Background: The purpose of the present paper was to investigate dendritic cell (DC) and T-cell functions in patients with chronic hepatitis B (CHB) and determine whether therapeutic DC vaccines could restore T-cell function in those patients in vitro.

Methods: Twelve patients with CHB and 10 normal control subjects with positivity for antibodies to hepatitis B surface and core antigens (anti-HBs and anti-HBc positivity) were enrolled in the present study. Phenotype analysis and allogeneic mixed lymphocyte reaction assay of DC from CHB patients and normal controls were made in the absence or presence of a cocktail of cytokines: interleukin-1beta (IL-1beta), prostaglandin E(2) (PGE(2)), IL-6 and tumor necrosis factor-alpha (TNF-alpha). Autologous T-cell proliferation assays and the enzyme-linked immunospot (ELISPOT) method for detecting interferon-gamma (IFN-gamma)-producing CD8(+) T cells were used to evaluate the efficacy of DC loaded in vitro with HBsAg or HBcAg.

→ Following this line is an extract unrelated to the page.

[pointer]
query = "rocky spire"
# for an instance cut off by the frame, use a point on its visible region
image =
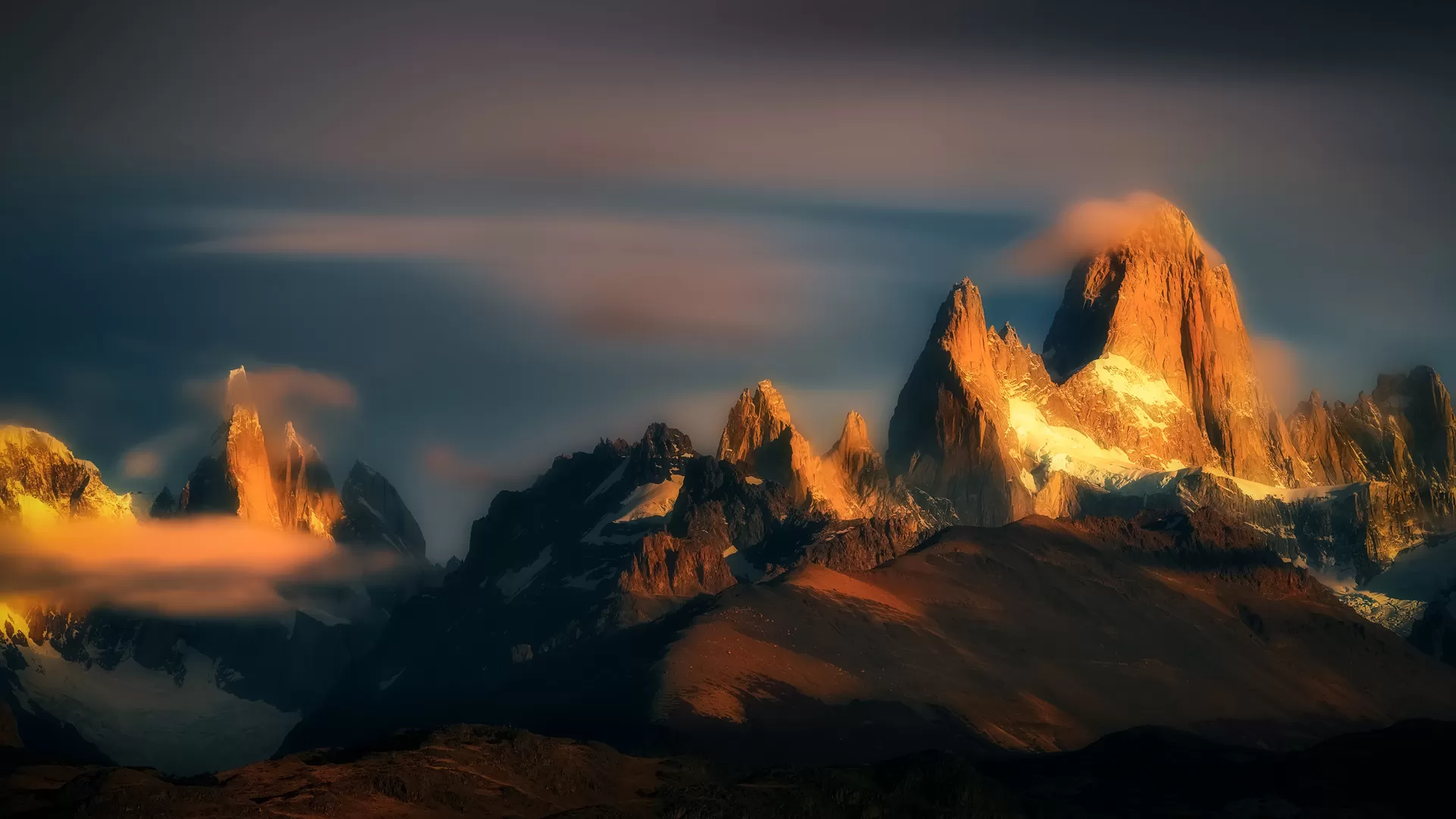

Results: The DC from CHB patients had a lower expression of costimulatory molecules CD80, CD86 and impaired allogeneic mixed lymphocyte reaction capacity compared to those from normal controls. However, the impaired DC function could be restored partially by cytokine cocktail supplemented in vitro. Mature DC loaded with HBsAg or HBcAg showed a greater capacity for autologous T-cell proliferation and antigen-specific IFN-gamma production than immature DC. Moreover, as a DC -loading antigen, HBcAg was more immunogenic than HBsAg.

Conclusions: The impaired function of DC in patients with CHB may be restored by supplementation in vitro with a cocktail of cytokines, and therapeutic DC vaccines might be effective to treat CHB infection in humans.